Coral honeysuckle, also called Lonicera sempervirens, is a vigorous vine native to the United States. It is easily recognizable, especially from April into the summer when it blooms with coral-colored trumpet-shaped flowers set against dark green foliage. Coral honeysuckle does not root easily or dependably from seed, so if you want to produce another plant the easiest way is to grow one from a softwood or semi-hardwood cutting.
Take a softwood or a semi-hardwood cutting from the coral honeysuckle vine in summer or early fall. Look for new growth from this season that is not yet mature or has just matured. From the tip of the vine include four leaf nodes, which are the points where the leaves attach to the stem. Make a diagonal cut right below the fourth node.
Wrap the bottom of the cutting with a damp paper towel to keep it moist during transportation until planting.
Fill a small pot with a rooting medium such as a mixture of peat and perlite. This will provide a well-drained but stable setting for the cutting.
Strip the two sets of leaves closest to your cut off the vine. Dip this bottom end in rooting hormone to improve its chances of rooting successfully.
Push the coral honeysuckle cutting into the pot about 1/3 of its length. Press the potting medium down around its base so it will stay upright.

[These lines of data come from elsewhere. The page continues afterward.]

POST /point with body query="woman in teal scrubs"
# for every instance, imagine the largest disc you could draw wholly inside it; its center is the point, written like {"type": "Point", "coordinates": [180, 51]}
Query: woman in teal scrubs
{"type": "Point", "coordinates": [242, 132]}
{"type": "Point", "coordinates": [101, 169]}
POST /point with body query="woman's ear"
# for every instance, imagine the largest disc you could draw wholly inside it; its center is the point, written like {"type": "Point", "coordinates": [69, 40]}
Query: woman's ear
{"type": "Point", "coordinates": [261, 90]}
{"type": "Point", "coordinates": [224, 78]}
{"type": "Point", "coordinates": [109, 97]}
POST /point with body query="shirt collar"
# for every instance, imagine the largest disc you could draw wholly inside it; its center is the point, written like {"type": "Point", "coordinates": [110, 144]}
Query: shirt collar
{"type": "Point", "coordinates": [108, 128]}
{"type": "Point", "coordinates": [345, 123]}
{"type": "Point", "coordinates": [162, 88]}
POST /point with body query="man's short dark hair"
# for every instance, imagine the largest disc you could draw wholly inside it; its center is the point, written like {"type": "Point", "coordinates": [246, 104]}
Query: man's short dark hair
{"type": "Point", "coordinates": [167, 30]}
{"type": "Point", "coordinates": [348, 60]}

Water the cutting and place the pot in partial sun. Loosely cover the pot with a clear plastic bag to increase humidity. Keep the cutting evenly moist and watch for signs of independent growth in one to two weeks.
Transplant the honeysuckle vine into a larger pot, or outdoors if it is summer or early fall, once it begins growing vigorously on its own. Use the same type of potting medium if you decide to transplant it to larger pots. Provide plenty of water to the vine during the transition, keeping it evenly moist until it adapts to its new environment.